Indochine : la force tranquille
Exit
les querelles, finie la lassitude. Indochine se dit gonflé à
bloc et prêt à affronter la tourmente. Dix ans après leurs débuts,
compilation-bilan et nouvelle tournée.
Quatre années sans tournée, trois sans enregistrer. Mais où était donc passé Indochine? Parodiés avec férocité par les Inconnus, on les croyait enterrés. À tort.
La notoriété du groupe est intacte : leur compilation, Le Birthday album, s'est vendue à près de 400.000 exemplaires. Pour repartir de plus belle il leur suffisait de changer de look et de donner un bon coup de pressing à certaines querelles de familles. C'est reparti pour dix ans?
Oxygen : - Comment expliquez-vous cette période de flottement dans le groupe depuis quelques années?
Indochine : - À la fin de notre méga-tournée de 1988, nous nous sommes vraiment demandés à quoi tout cela rimait. Cela faisait huit ans que nous enchaînions disques, promos et tournées.

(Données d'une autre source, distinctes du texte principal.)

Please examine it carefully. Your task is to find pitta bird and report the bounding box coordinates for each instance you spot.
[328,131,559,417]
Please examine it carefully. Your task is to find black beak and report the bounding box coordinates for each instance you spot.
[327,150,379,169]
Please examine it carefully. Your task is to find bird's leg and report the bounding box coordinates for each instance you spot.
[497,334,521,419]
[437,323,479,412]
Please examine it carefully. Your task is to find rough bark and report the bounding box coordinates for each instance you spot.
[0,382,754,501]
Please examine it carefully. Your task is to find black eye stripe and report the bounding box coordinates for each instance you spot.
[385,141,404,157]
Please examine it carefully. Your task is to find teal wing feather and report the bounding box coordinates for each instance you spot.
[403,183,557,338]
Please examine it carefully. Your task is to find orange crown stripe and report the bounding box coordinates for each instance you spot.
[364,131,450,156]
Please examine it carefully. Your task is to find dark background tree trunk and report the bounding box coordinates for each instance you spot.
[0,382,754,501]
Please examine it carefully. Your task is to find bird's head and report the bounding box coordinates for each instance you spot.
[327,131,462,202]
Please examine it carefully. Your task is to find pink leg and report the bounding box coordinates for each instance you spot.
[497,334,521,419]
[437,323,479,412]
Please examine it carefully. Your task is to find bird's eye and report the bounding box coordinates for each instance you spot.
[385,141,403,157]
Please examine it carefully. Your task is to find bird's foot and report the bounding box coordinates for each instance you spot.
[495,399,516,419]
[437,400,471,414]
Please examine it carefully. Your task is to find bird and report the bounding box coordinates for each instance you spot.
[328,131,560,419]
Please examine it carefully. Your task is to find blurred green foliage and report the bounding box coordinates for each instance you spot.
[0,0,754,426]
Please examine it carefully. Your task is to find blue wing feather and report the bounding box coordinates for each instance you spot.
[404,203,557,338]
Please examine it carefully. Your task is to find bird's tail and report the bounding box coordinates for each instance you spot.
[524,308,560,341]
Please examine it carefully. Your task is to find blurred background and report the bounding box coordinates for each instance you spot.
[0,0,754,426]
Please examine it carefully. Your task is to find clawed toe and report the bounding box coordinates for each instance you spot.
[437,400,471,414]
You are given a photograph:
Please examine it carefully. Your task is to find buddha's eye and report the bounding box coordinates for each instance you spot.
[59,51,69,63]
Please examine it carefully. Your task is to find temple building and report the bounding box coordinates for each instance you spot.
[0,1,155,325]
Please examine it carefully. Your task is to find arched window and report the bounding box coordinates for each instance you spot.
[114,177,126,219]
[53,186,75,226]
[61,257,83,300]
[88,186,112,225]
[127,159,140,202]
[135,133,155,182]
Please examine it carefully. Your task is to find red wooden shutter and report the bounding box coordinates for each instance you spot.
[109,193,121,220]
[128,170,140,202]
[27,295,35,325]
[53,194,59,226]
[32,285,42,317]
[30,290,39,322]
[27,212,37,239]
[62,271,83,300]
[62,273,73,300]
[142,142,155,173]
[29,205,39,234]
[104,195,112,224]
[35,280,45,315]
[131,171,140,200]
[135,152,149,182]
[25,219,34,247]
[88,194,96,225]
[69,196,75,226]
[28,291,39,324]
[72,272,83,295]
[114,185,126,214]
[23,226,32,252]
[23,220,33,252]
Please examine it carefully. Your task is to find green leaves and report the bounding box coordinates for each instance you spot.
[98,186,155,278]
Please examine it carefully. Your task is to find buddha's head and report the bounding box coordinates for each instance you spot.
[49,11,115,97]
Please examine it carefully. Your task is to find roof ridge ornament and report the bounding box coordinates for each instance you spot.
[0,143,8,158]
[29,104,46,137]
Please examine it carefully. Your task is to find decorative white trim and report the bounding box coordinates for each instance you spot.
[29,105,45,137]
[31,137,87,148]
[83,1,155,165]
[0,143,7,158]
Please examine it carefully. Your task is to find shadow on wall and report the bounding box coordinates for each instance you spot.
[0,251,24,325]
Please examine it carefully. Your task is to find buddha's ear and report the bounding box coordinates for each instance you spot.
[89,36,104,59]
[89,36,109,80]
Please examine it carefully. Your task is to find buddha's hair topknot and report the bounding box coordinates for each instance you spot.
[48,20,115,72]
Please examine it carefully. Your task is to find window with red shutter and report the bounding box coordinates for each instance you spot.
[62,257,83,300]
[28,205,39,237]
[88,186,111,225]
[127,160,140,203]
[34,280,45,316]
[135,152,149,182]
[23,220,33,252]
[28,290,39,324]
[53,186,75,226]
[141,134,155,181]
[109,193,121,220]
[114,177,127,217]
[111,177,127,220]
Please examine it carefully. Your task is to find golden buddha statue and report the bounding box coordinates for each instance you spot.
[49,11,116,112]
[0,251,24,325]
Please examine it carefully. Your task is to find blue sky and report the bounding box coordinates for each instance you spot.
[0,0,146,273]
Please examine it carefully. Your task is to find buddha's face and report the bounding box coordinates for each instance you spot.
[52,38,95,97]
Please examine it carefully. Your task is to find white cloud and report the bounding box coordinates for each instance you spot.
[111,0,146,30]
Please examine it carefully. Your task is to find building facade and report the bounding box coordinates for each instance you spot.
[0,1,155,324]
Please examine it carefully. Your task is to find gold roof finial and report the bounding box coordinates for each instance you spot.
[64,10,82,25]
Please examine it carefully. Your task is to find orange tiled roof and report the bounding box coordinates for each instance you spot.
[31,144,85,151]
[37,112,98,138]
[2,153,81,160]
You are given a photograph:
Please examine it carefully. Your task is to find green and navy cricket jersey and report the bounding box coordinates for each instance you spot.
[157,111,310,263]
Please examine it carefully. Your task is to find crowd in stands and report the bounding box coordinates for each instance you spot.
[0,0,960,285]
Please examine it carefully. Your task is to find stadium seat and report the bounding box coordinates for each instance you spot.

Et soudain, nous avons ressenti une sorte de lassitude.
On avait souvent envie de s'arrêter de jouer. Trois jours, une semaine et puis on repartait. Ce sont des soupapes de sécurité normales. Mais, en 1988, ce fut plus sérieux, l'envie de jouer n'était plus là. Nous avons vraiment arrêté pendant six mois. Six mois sans se parler ni évoquer l'avenir. Nous n'avions plus envie de réaliser quoi que soit ensemble.
- Les rapports étaient devenus difficiles entre vous?
- Effectivement. Le moindre problème prenait des dimensions énormes. Mais aujourd'hui, avec le temps, nous avons appris à nous connaître.
- Aujourd'hui, vous annoncez une série de concerts et un album pour février 93. C'est reparti comme avant?
- Nous avons décidé de faire ce dont nous avons envie. Sans pression. Sans surmédiatisation. Indochine n'a plus envie de faire un album tous les ans ou tous les deux ans et d'enchaîner systématiquement promos et tournées. Nous préférons prendre une vitesse de croisière.
- Ce sont vos dix années d'existence qui vous donnent une telle sénérité?
- Cela nous a beaucoup fait réfléchir. Dix ans, c'est le chiffre maudit pour un groupe de rock français. Téléphone n'est pas allé au-delà. Toute proportion gardée, nous visons une carrière à la Genesis.
Accompagner les générations tout en intéressant le public naturel du rock : les jeunes. Tous les musiciens des groupes anglais ou américains qui cartonnent ont une moyenne d'âge qui frise la quarantaine. Nous sommes plus jeunes, mais nous voulons être, à l'avenir, un groupe de ce genre.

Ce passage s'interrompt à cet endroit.